Women with lived experience: Two of us had been involved in the research process for Dismantling Disadvantage – before the work on Transforming Together began, we’d travelled to Parliament to launch the report. Doing this really helped build confidence; for some of us, it helped connect us to our voice and believe we matter. So, we had some sense of what the network was trying to achieve but the first few meetings were still a little overwhelming, being in a room with so many professionals after the experiences we’ve had.
However, this far in we can see now how much shared drive and commitment there is from everyone. We can see we're all passionate for the same cause. We're part of the project because we don’t just want to share our stories; we want to turn the negative experiences we’ve had in life into positives to help future women. Each meeting starts with a contribution from us because we want the professionals in the room to hold our perspectives front and centre. So far, we’ve shared a collectively written story about our experience of services, and poetry about how we’ve felt treated and failed.
It’s also been important to make sure women like us aren’t left out of public debate. This year, the North East had the opportunity to elect a new mayor and we wanted to understand the candidates’ commitment to making change for women at the sharpest edge of disadvantage. We attended a debate with the potential candidates in March and asked a question about their plans for tackling women’s premature deaths. A couple of us also presented at the North East Drug and Alcohol Conference in May, advocating for the importance of womens-only recovery services.

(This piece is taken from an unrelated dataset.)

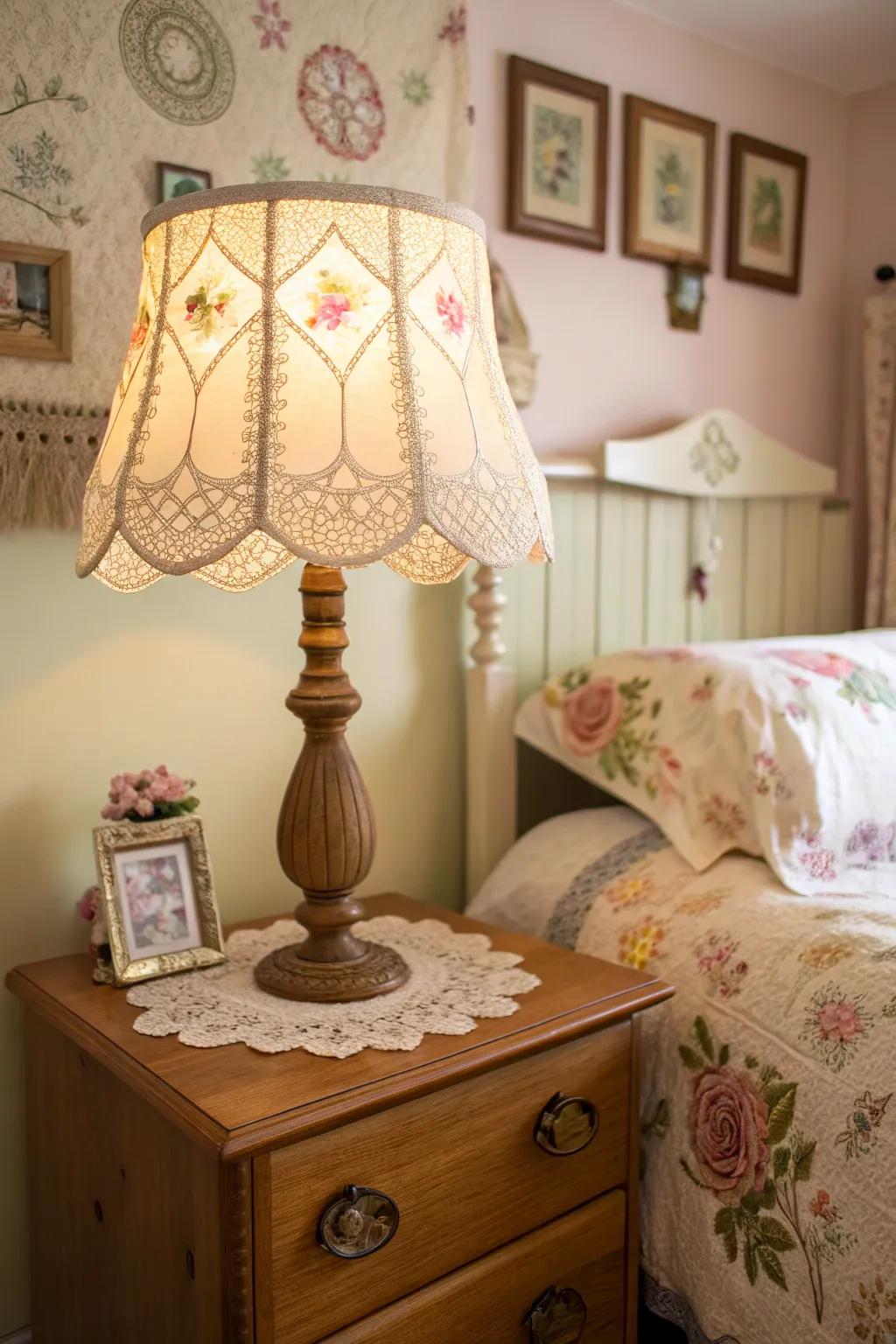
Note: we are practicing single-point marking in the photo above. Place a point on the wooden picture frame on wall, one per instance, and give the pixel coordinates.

Since Kim McGuinness’ election, some of us were able to meet her as representatives of the network.
Being part of the Transforming Together network has made us feel part of something big. It’s been a busy year, but what we’ve seen so far makes us feel optimistic there will be a positive impact. Our hope for 2025 is that we will start to see tangible action taken in response to the network’s efforts. We want real change for women experiencing disadvantage in the North East – it can’t wait any longer.
Laura McIntyre is the Transforming Together Network Co-Ordinator and senior voluntary sector leader, with significant knowledge of experience working with women who have multiple unmet needs. Until August 2024, she was Head of Operational Services at Changing Lives, where she had responsibility for their Women’s and Children’s, Recovery and Well-being, and Employment services.
Nadine Smith is the independent Chair of the Transforming Together network. She is a senior leader at the independent non-profit Social Finance, with over two decades of experience working in social and public impact. Her work at Social Finance supports organisations from all sectors to work together with communities to deliver pioneering solutions that change systems and lives.
There are four women who participate in the Transforming Together network as members with lived experience of multiple unmet needs, supported by Kirsty L, the network’s Lived Experience Co-ordinator. They have collectively written and shared their experience of being involved in the network’s activities here as a group.